Note: It is recommended to pass nodes by reference when appropriate to maximize performance and avoid modification of copies.

Using Namespaces with XPath Expressions

XmlWrapp provides the xml::xpath_expression class for building reusable XPath expressions. If namespaces are involved then one of the constructors which accept a namespace or a list of namespaces should be used. Otherwise the XPath query results may not have the nodes you expect to get.

XmlWrapp also provides a convenience method for the nodes: xml::node::run_xpath_query( const char * expr). This method builds an xpath_expression internally and registers all the effective namespaces for the certain node. While it is very convenient as you don’t need to know in advance what the namespace definitions are, this method has some drawbacks:

  • The internally built xpath_expression is not reusable, so it gets rebuilt every time a query is run - even if the same expression was used before.

  • The list of effective namespace definitions for a certain node can be quite long and may exceed your actual needs. It takes time to build such a list and to register them all so it affects the performance.

Recommendations:

  • If you need the best performance then use xml::xpath_expression explicitly and do not forget to provide a list of the required namespaces.

  • If you aren’t concerned about performance then use one of the xml::node::run_xpath_query( const char * expr) methods.

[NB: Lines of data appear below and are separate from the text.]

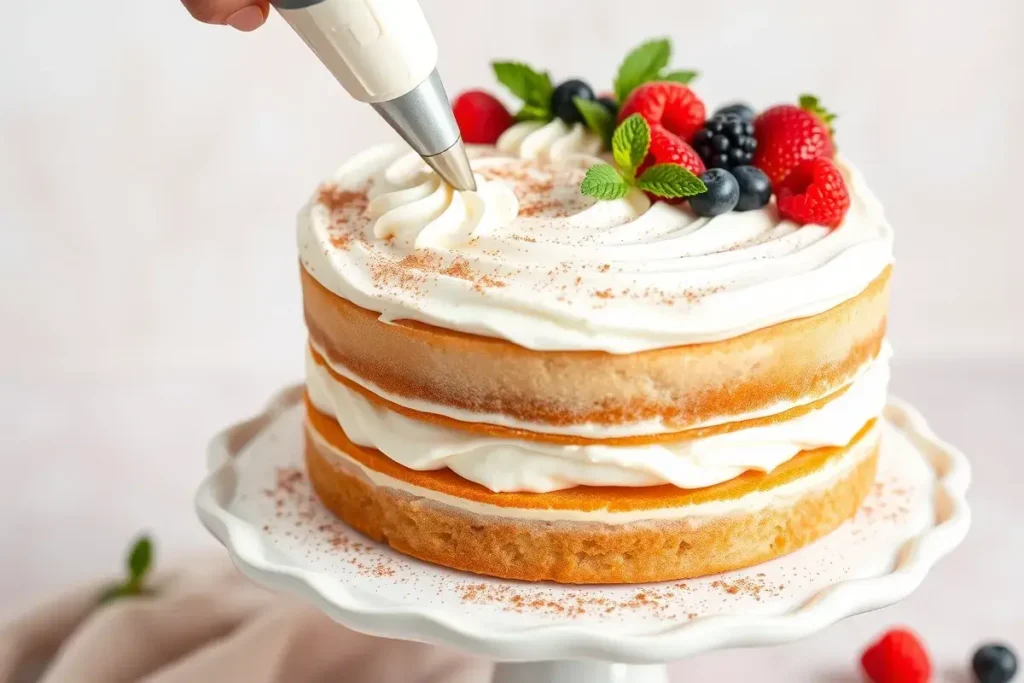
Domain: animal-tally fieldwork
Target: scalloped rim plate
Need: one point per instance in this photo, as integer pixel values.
(255, 555)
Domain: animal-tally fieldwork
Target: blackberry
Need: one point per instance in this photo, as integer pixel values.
(726, 141)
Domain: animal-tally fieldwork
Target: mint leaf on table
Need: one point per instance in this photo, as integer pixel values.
(671, 180)
(597, 118)
(630, 143)
(641, 65)
(604, 182)
(683, 77)
(138, 563)
(529, 85)
(139, 559)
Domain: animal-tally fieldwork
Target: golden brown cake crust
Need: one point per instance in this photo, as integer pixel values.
(685, 386)
(586, 552)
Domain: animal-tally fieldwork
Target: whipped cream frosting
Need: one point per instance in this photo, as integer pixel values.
(694, 513)
(528, 259)
(515, 465)
(553, 140)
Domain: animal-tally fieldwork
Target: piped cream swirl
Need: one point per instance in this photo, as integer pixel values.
(561, 271)
(552, 140)
(413, 208)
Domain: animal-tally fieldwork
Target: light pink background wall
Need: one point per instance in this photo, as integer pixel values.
(151, 169)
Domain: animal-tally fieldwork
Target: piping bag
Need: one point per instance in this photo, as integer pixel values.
(383, 53)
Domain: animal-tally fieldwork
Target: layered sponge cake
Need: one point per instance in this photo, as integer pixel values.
(532, 382)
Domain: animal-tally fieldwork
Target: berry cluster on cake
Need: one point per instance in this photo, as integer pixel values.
(649, 346)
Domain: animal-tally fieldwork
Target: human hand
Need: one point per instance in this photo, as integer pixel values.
(241, 14)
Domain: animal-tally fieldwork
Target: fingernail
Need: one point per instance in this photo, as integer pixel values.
(247, 18)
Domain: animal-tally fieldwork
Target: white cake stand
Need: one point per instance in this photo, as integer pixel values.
(257, 502)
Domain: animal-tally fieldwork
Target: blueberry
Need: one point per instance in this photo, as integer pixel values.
(609, 103)
(722, 195)
(561, 99)
(742, 111)
(994, 664)
(755, 187)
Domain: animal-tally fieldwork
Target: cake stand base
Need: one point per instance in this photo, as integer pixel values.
(580, 672)
(257, 502)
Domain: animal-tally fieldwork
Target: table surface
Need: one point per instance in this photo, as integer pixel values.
(95, 460)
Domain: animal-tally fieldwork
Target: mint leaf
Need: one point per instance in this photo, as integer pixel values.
(604, 182)
(679, 76)
(630, 143)
(532, 113)
(640, 66)
(530, 86)
(671, 180)
(139, 559)
(812, 104)
(597, 118)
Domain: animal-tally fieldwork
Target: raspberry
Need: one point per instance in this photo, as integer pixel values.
(897, 657)
(481, 117)
(667, 147)
(670, 104)
(814, 193)
(788, 135)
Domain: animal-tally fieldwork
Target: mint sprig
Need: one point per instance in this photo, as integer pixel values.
(630, 143)
(604, 182)
(532, 87)
(813, 104)
(683, 77)
(138, 562)
(645, 63)
(671, 180)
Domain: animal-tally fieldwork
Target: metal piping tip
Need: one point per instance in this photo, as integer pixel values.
(453, 166)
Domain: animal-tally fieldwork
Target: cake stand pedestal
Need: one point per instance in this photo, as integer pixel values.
(257, 502)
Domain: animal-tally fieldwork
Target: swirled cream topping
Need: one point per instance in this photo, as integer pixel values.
(529, 259)
(553, 140)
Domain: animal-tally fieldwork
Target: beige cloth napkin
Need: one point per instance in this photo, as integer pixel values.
(208, 623)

Containers of Attributes - Iteration and Size

Sometimes it is necessary to iterate over a node’s attributes or to find an attribute. Let’s take a simple example:

<?xml version="1.0" ?>
<root xmlns:some_ns="http://the.com"
      attr1       = "val1"
      foo         = "fooVal"
      some_ns:bar = "barVal">
</root>

XmlWrapp provides an STL-like way of iterating over the attributes, e.g:

void f( const xml::node &  theNode ) {
    const xml::attributes &  attrs = theNode.get_attributes();

    for ( xml::attributes::const_iterator  k = attrs.begin();
          k != attrs.end(); ++k )
        std::cout << "Attribute name: " << k->get_name()
                  << " value: " << k->get_value() << std::endl;
}

You may notice that iterators are used here and the iterators can be incremented.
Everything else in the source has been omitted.